The Functionality of Functions
Coming from an academic background based in History, Philosophy, and Law, learning Data Science can be overwhelming; especially when you haven't taken a Computer or Math course in TWELVE years. The biggest issues I have had in the first three weeks deal with syntax. Learning Python is the equivalent of learning a new language. The one area I have continued to struggle with is how to develop new functions. While this is by far not the hardest task thrown at us, it is essential to most tasks a Data Scientist faces daily.
To start, writing a basic function is very simple.
def print_my_name(first_name, last_name):
return (last_name, first_name)
print_my_name('kristi', 'gourlay')
('gourlay', 'kristi')
OR
def adder(number1, number2):
return number1 + number2
adder(2, 3)
5
They get slightly more difficult when you're asked to count something or create a list.
Consider the following function that counts the vowels in a provided word.
def vowel_counter(word):
vowels = 'aeiou'
counter = 0
for char in word:
if char in vowels:
counter += 1
return counter
vowel_counter('elephant')
1
WAIT! That's not right!
Lesson One: Make sure the return is outside the loop! This placement of the return call had me pulling my hair out for the entire first week. I could not understand why my functions, that looked just like my classmates' functions, were not working.
def vowel_counter(word):
vowels = 'aeiou'
counter = 0
for char in word:
if char in vowels:
counter += 1
return counter
vowel_counter('elephant')
3
While writing a simple function is easy, the next step is learning to write a function that can be used on data or a dictionary. I struggled with this in our first lab.

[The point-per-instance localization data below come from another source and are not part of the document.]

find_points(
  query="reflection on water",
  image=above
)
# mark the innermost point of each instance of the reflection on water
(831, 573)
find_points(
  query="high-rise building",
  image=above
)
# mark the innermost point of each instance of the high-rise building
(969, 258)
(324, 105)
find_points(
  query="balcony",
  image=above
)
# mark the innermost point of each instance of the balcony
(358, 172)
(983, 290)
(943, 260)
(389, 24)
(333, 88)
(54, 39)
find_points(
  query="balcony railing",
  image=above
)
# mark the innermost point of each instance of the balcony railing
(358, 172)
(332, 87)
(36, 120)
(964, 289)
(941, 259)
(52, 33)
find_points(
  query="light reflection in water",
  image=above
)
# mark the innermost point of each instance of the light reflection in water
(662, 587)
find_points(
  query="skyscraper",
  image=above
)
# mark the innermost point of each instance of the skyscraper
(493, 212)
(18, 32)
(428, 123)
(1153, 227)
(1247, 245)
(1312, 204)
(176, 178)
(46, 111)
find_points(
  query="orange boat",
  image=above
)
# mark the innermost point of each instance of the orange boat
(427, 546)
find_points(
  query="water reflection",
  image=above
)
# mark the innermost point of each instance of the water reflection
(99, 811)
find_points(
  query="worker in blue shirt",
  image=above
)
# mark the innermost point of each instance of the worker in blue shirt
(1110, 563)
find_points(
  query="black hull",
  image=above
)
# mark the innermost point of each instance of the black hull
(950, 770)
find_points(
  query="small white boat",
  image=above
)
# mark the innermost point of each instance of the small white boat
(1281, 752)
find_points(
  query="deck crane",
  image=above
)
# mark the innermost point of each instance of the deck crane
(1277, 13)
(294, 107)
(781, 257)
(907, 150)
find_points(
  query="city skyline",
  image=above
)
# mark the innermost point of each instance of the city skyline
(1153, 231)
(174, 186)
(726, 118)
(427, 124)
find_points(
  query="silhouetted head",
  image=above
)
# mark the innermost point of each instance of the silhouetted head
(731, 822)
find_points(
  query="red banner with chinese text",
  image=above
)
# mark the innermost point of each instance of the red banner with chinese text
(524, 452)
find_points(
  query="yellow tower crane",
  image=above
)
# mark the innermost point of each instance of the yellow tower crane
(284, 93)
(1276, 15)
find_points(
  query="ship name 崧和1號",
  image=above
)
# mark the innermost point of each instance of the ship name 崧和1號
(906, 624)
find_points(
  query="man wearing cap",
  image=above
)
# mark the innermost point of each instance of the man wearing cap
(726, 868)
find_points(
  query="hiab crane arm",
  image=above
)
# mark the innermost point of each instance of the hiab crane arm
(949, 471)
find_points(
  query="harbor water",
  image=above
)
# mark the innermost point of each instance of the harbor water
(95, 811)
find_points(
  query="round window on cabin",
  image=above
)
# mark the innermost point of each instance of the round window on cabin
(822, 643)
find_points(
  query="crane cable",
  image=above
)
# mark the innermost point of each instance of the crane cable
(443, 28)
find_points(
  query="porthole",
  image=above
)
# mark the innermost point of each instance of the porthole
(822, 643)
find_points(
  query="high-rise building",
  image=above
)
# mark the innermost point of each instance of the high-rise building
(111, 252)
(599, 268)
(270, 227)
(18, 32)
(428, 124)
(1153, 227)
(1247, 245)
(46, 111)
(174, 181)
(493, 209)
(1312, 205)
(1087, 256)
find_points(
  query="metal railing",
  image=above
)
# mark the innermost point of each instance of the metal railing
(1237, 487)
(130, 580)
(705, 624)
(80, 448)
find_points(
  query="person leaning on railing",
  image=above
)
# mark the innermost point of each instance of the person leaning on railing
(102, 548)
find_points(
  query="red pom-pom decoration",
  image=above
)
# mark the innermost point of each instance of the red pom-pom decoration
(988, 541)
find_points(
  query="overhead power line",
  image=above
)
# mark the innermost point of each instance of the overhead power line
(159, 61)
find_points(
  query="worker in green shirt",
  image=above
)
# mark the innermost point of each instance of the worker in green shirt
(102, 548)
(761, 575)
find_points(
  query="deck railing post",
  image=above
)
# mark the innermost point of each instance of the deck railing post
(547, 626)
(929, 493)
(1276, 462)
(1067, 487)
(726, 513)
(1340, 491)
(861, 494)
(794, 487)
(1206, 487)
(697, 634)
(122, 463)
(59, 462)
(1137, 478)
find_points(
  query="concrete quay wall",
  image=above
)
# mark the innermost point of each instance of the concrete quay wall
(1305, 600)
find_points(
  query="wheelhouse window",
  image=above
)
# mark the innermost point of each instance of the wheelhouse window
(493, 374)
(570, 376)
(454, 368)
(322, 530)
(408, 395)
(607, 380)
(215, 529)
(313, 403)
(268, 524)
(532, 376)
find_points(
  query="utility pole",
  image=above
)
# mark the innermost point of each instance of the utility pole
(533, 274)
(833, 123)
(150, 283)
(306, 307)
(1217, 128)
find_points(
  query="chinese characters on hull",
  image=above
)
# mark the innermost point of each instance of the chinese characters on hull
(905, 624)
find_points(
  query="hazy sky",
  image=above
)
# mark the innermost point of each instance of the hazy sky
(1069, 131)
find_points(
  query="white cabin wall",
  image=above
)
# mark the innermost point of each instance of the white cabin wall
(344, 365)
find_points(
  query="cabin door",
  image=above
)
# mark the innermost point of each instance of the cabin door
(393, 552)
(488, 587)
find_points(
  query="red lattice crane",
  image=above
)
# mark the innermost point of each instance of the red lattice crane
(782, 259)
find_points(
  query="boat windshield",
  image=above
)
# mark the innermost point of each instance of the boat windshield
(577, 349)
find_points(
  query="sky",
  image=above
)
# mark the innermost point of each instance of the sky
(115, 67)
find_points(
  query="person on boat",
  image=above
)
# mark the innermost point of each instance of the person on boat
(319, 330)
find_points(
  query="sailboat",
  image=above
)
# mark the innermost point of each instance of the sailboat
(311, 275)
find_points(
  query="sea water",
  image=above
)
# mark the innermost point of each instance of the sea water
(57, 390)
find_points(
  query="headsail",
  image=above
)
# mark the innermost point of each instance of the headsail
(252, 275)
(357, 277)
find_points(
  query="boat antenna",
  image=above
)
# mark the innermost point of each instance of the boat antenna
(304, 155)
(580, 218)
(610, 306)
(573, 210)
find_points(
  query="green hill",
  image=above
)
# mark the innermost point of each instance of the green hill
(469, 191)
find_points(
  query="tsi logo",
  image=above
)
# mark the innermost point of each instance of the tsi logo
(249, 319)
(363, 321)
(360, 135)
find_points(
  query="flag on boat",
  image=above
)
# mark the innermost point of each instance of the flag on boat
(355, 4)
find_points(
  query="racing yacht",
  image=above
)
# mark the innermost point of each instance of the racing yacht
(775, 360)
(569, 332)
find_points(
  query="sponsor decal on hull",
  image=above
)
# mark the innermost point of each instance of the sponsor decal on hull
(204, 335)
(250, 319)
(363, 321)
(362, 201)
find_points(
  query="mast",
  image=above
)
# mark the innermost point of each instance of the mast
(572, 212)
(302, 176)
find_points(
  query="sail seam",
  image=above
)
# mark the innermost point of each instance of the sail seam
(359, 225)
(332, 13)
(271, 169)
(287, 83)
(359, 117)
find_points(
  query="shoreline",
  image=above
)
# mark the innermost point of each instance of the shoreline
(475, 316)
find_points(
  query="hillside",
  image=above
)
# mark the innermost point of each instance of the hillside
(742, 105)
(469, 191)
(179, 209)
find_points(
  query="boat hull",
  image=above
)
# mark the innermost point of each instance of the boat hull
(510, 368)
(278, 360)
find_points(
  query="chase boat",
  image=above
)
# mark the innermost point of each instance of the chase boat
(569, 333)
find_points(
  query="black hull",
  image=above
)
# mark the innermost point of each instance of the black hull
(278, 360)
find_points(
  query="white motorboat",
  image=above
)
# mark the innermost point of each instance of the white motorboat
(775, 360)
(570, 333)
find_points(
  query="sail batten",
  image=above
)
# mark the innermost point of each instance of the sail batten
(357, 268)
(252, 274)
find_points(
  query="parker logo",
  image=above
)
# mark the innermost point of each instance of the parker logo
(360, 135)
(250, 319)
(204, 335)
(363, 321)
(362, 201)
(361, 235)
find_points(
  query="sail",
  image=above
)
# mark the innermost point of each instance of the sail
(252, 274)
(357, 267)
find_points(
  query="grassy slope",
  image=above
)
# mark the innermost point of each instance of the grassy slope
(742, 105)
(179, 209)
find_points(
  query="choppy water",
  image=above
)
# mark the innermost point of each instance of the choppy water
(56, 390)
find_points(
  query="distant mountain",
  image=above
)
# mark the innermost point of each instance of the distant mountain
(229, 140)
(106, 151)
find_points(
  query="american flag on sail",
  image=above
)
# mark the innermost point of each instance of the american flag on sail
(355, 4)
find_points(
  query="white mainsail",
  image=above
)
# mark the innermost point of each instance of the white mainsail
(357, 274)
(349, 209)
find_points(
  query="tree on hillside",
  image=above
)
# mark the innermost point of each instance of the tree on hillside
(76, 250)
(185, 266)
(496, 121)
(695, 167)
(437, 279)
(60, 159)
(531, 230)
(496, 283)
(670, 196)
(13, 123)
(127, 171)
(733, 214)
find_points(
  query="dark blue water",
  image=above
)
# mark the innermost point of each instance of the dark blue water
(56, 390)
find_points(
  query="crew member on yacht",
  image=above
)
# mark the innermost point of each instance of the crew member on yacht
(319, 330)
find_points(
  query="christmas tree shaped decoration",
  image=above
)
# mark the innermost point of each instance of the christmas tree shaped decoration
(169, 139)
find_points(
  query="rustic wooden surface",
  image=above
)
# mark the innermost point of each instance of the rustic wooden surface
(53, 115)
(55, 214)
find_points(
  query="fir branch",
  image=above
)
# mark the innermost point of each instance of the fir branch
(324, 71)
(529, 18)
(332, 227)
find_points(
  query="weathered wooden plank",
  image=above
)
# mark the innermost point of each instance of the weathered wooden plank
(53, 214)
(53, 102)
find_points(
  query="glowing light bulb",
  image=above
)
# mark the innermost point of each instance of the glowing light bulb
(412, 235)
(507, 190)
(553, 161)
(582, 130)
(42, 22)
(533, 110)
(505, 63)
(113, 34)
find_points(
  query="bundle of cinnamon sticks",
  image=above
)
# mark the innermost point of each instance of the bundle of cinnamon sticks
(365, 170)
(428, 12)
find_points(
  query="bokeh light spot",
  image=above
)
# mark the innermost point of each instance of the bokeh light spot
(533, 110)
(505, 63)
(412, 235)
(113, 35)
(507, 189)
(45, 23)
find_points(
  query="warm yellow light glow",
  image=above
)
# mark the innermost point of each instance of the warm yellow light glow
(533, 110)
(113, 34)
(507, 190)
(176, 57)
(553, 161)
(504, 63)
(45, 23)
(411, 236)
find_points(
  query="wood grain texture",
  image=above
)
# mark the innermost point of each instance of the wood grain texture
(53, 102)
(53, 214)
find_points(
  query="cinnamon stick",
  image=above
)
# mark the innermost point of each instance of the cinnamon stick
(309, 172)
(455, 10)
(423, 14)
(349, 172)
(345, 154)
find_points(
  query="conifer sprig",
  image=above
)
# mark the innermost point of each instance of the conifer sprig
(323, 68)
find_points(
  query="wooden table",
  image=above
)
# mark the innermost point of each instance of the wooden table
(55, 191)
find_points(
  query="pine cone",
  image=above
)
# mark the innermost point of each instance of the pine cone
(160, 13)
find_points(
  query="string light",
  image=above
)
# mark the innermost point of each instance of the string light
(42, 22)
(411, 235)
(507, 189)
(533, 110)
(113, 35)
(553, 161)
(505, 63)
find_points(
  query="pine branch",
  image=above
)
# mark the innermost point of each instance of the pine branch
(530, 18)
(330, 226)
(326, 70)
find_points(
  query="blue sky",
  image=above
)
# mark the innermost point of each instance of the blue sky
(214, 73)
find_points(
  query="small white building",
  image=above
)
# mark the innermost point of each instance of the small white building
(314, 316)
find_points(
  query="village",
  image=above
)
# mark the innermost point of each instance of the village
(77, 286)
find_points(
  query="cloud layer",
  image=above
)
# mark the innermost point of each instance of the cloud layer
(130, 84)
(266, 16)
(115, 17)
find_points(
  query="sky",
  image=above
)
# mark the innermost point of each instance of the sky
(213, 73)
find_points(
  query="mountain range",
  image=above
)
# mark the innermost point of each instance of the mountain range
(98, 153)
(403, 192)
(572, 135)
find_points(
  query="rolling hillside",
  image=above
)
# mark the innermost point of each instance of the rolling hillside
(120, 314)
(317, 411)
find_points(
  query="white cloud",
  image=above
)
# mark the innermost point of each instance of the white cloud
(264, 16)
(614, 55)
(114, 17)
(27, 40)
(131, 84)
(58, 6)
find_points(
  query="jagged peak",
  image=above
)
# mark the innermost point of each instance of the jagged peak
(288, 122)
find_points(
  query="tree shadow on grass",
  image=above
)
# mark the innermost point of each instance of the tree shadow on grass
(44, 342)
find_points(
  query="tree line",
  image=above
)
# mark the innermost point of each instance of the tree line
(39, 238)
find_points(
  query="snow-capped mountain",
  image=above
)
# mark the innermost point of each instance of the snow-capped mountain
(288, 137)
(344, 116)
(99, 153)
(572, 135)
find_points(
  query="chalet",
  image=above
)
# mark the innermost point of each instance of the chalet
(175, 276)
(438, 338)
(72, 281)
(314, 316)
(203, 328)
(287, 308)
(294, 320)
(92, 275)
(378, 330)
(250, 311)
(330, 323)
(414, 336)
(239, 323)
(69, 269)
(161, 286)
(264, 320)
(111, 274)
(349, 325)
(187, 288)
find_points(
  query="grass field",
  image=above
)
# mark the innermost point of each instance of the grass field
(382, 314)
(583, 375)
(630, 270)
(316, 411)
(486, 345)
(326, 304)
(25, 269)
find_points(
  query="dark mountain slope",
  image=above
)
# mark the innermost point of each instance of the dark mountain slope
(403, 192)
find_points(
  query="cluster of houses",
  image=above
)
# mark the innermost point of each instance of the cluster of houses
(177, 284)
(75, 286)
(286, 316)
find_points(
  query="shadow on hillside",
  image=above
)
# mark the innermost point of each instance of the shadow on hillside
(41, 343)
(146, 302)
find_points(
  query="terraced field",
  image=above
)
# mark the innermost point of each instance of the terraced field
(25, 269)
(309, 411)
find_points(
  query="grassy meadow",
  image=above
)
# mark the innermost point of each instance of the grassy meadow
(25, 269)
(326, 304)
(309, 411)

Below I have created a dictionary of tv shows:
tvshows = [
{
'name': 'curb your enthusiasm',
'category': 'comedy',
'network': 'hbo'
},
{
'name': 'the wire',
'category': 'drama',
'network': 'hbo'
},
{
'name': 'shameless',
'category': 'dramedy',
'network': 'showtime'
},
{
'name': 'the sopranos',
'category': 'drama',
'network': 'hbo'
},
{
'name': 'game of thrones',
'category': 'drama',
'network': 'hbo'
},
{
'name': 'house of cards',
'category': 'drama',
'network': 'netflix'
},
{
'name': 'kimmy schmidt',
'category': 'comedy',
'network': 'netflix'
}]
print(tvshows)
[{'name': 'curb your enthusiasm', 'category': 'comedy', 'network': 'hbo'}, {'name': 'the wire', 'category': 'drama', 'network': 'hbo'}, {'name': 'shameless', 'category': 'dramedy', 'network': 'showtime'}, {'name': 'the sopranos', 'category': 'drama', 'network': 'hbo'}, {'name': 'game of thrones', 'category': 'drama', 'network': 'hbo'}, {'name': 'house of cards', 'category': 'drama', 'network': 'netflix'}, {'name': 'kimmy schmidt', 'category': 'comedy', 'network': 'netflix'}]
For example, I want to make a function to iterate through the dictionary and return all the shows that are from a specific network.
The first step is to create a 'for loop' OR use a 'list comprehension' to write what you want to get back.
In this instance, I would like to see all the tv show names that are on the HBO network.
Name a function and pass it two arguments. 1)what you are going to iterate through. 2)what you are looking for.
def tv_net(dictionary='tvshows', network='hbo'):
return [tv['name'] for tv in dictionary if tv['network'] == network]
tv_net(tvshows)
['curb your enthusiasm', 'the wire', 'the sopranos', 'game of thrones']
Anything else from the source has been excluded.